2. Chambre de coupure selon la revendication 1, comprenant des moyens de guidage en coulissement
du contact d'arc et permanent mobile (3, 5) lié à la tige de manoeuvre (4), agencés
entre ledit contact mobile (3, 5) et un contact d'amenée (12) ou de sortie de courant
depuis l'extérieur de la chambre de coupure, les moyens de guidage en coulissement
étant en outre adaptés pour permettre le passage du courant entre le contact d'amenée
(12) ou de sortie et le contact d'arc et permanent (3, 5) mobile.
3. Chambre de coupure selon la revendication 2, dans laquelle les moyens de guidage en
coulissement sont constitués par des galets (30) de roulement montés entre les contacts.
4. Chambre de coupure selon la revendication 2, dans laquelle les moyens de guidage en
coulissement sont constitués par un élargissement de section (31) du contact d'arc
et permanent (3, 5) mobile.
5. Chambre de coupure selon l'une des revendications 1 à 4, dans laquelle le contact
d'arc et permanent (3, 5) mobile est lié indirectement à la tige de manoeuvre par
des moyens mécaniques de transmission adaptés pour augmenter le rapport de vitesses
en translation entre le contact d'arc et permanent mobile et la tige de manoeuvre.

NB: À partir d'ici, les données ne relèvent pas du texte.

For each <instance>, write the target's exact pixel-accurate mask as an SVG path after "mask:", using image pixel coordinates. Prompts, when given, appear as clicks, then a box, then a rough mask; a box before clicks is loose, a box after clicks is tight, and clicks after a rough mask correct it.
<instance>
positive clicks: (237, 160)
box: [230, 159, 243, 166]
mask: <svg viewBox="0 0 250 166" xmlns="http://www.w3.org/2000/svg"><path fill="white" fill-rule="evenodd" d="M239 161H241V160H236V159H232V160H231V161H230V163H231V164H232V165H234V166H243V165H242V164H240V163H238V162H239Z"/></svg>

6. Chambre de coupure selon la revendication 5, dans laquelle les moyens de transmission
(130, 310, 41, 410) comprennent au moins un pignon (41) dont l'axe de rotation (410)
est fixé à la tige de manoeuvre (4), une première crémaillère (130) en étant agencée
de manière fixe dans la chambre de coupure et une deuxième crémaillère (310) fixée
au contact d'arc mobile et permanent (3, 5), la première (130) et deuxième (310) crémaillère
étant agencées diamètralement opposées l'une à l'autre par rapport au diamètre du
pignon (41).
7. Disjoncteur (D) à haute ou moyenne tension supérieure, comprenant, pour un pôle, une
ou plusieurs chambres de coupure (1) selon l'une quelconque des revendications précédentes.